The number of Dyck paths of length $2n$ and exactly $k$ peaks is given by the Narayana numbers: \begin{equation} \frac{1}{n} {n\choose k}{n \choose k-1} \end{equation}
In a OEIS A080934, a recurrence relation is given for the number of Dyck paths with maximum height less than or equal to $h$, as well as a closed form solution.
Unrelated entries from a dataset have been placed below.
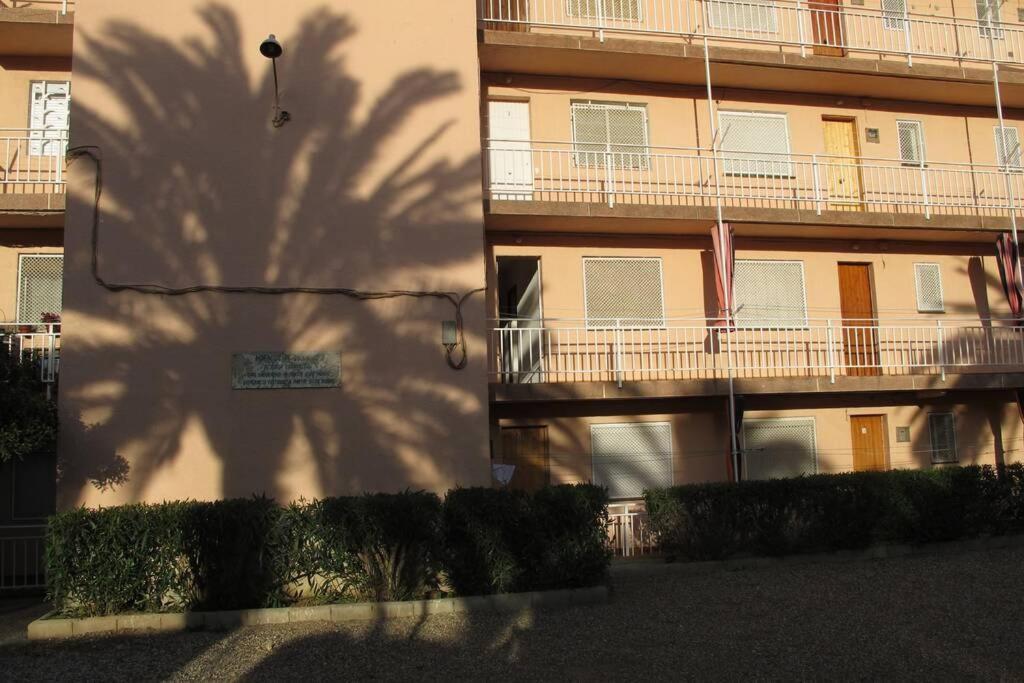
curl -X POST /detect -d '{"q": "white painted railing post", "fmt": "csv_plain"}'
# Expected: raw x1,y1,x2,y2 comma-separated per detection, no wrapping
904,12,914,66
812,154,823,215
605,150,616,208
796,0,808,58
936,319,946,381
62,0,68,14
919,157,930,219
826,319,836,383
614,322,624,388
597,0,606,43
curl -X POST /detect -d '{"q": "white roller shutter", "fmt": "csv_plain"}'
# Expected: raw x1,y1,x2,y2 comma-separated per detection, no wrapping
583,257,665,327
571,101,649,169
591,422,673,500
733,260,808,327
742,418,818,480
29,81,70,157
708,0,778,32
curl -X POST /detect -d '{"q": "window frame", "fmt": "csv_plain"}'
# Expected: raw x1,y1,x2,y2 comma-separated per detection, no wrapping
582,256,666,329
741,416,819,481
976,0,1004,39
994,125,1022,170
928,412,958,464
896,119,926,167
913,262,945,313
570,100,651,170
718,110,794,178
590,421,674,501
565,0,644,21
732,259,809,329
16,253,64,324
882,0,908,31
706,0,779,33
28,79,71,158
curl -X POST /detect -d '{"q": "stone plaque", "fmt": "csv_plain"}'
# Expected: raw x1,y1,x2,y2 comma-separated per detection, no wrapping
232,352,341,390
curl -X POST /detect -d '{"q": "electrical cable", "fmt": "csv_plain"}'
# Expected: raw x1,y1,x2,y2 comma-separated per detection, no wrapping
66,145,484,370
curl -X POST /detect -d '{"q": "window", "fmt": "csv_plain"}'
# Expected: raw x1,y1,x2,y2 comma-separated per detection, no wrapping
897,120,925,166
571,102,649,169
995,126,1021,169
707,0,778,32
882,0,908,30
733,260,808,327
742,418,818,480
928,413,958,464
914,263,944,312
719,111,793,177
17,255,63,323
583,257,665,327
977,0,1003,38
28,81,70,157
591,422,673,500
566,0,642,20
Looking at the same logic as in a previous question, it seems that the number of Dyck paths with halflength $n$, $k$ peaks and bounded in height by $h$ (call it $H(n,k,h)$) should obey the recursion relation \begin{equation} H(n+1,k,h) = \sum_{i=0}^n\sum_{j=0}^i H(i,j,h)H(n-i,k-j,h-1) \end{equation} With a few initial conditions such as $H(0,k,h) = \delta_{k0}$, $H(n,0,h) = \delta_{n0}$, $H(n,k,0) = \delta_{n0}\delta_{k0}$ . From this recursion relation, is it possible to derive a trivariate generating function $G(x,y,z) = \sum_{x,y,z}H(n,k,h)x^ny^kz^h$, or even a closed form solution for H (though that might be optimistic)?
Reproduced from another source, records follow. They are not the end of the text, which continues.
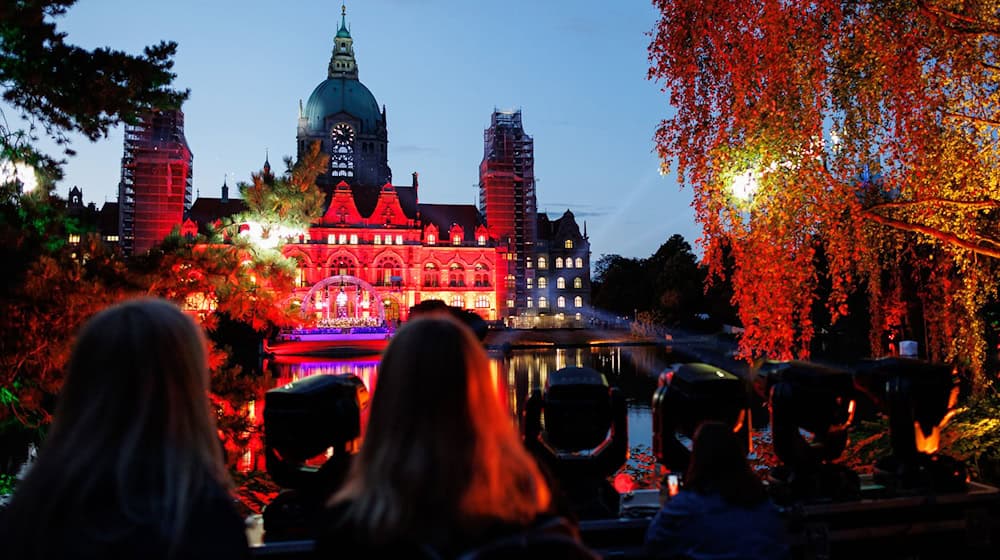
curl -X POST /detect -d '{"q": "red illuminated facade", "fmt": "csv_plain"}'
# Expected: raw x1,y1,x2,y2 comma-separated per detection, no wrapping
118,109,193,255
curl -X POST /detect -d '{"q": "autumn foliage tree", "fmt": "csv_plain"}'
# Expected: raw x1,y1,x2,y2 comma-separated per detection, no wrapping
650,0,1000,385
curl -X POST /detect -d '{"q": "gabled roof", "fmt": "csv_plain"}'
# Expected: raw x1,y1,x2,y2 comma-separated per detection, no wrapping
418,203,485,244
98,202,119,236
537,209,584,242
339,184,418,219
187,197,248,227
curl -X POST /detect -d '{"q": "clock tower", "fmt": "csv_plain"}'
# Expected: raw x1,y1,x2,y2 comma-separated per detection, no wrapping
297,4,391,190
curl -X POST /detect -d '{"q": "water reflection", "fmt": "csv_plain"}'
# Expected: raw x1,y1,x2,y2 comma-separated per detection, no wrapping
241,344,693,476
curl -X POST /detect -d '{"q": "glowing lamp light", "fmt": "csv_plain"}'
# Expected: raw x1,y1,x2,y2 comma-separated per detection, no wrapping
730,168,759,202
0,160,38,194
613,472,637,495
335,288,348,307
239,220,305,250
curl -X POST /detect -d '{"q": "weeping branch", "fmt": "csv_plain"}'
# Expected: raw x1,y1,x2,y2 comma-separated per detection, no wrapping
861,209,1000,259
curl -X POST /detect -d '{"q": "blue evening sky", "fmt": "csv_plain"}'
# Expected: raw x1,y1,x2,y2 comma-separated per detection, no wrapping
37,0,698,261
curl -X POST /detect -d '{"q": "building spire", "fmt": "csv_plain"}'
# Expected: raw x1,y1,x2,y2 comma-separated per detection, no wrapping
329,3,358,79
263,149,271,175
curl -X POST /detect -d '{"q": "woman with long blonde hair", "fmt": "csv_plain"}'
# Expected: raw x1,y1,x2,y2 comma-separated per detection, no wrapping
0,298,248,559
319,313,596,557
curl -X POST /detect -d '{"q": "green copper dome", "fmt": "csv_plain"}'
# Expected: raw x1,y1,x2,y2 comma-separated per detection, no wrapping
303,77,381,133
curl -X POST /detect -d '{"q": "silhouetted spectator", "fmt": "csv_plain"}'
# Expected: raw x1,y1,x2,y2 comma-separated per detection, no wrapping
0,298,249,560
317,314,597,558
645,421,789,560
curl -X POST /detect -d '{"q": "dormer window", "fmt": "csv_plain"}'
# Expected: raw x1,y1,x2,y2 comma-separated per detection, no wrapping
477,234,486,246
448,224,465,246
565,240,574,249
427,234,436,245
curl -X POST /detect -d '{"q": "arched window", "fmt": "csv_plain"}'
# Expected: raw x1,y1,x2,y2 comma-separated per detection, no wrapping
555,257,563,268
475,295,490,308
449,263,465,287
573,277,583,289
451,295,465,308
423,263,439,287
427,234,436,245
575,257,583,268
574,296,583,308
527,297,534,308
565,239,574,249
557,277,566,289
477,234,486,246
538,277,548,289
557,296,566,308
538,256,547,269
539,296,549,308
330,256,357,277
473,263,491,287
375,256,402,286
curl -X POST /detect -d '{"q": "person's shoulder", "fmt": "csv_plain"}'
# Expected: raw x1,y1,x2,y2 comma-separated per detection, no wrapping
459,515,599,560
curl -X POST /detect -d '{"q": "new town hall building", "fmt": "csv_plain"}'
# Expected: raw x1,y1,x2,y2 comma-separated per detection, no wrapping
120,9,592,325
Edit: I previously had the wrong bounds on the sum, we must include the possibility of the first return being the empty path
Consider the bivariate generating function, where we keep $h$ fixed: $$ F_h(x,y)=\sum_{n,m\ge 0}H(n,k,h)x^ny^k $$ By decomposing a Dyck path with height at most $h$ into the times when it returns to the $x$ axis, we see that a path with height $h$ is an ordered sequence of paths with height $h-1$. If you sum (length + 1) over all sub-paths, you get the length of the whole path. If you sum the peaks of the sub-paths, you get the total number of peaks, with one exception; an empty path has zero peaks, but it contributes on peak to the total.
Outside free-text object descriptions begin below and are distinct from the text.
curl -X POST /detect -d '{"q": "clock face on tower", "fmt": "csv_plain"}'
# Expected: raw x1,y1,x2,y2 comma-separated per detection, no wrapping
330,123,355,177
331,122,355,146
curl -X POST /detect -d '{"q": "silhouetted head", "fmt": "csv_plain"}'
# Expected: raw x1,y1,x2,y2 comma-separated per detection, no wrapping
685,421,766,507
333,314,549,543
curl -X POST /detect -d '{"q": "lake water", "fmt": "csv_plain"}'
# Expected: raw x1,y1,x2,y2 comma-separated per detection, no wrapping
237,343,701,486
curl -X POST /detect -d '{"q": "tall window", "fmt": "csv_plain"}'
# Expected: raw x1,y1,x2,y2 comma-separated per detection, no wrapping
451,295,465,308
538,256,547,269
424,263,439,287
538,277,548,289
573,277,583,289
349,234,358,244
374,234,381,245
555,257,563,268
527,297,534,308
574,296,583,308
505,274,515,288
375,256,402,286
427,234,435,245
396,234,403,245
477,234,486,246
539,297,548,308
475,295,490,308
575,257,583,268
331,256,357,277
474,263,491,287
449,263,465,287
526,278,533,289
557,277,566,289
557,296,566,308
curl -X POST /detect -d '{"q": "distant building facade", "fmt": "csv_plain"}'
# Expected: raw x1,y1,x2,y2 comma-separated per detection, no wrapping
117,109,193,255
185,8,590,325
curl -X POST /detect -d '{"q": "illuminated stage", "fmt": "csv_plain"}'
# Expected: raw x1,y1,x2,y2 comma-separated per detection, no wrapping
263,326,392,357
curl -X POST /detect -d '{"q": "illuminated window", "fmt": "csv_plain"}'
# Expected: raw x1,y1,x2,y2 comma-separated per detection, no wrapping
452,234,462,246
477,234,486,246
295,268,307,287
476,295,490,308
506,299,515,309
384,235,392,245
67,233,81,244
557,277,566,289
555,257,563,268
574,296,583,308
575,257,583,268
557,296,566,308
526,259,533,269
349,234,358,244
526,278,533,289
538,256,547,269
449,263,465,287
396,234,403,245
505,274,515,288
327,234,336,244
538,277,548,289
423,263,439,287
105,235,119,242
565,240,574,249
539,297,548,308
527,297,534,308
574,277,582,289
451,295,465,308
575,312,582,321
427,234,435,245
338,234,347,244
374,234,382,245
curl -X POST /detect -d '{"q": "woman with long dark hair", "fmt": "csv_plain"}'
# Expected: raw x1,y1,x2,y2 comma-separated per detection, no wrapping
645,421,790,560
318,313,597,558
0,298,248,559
Translating all this to generating function language, $$ F_h(x,y)=\frac1{1-x(F_{h-1}(x,y)-1+y)} $$ Unfortunately, I do not see how to derive the trivariate generating function you mentioned. However, you can prove by induction that $F_h$ can be written in the form $$ F_h(x,y)=\frac{P_h(x,y)}{Q_h(x,y)} $$ for some polynomials $P_h,Q_h$.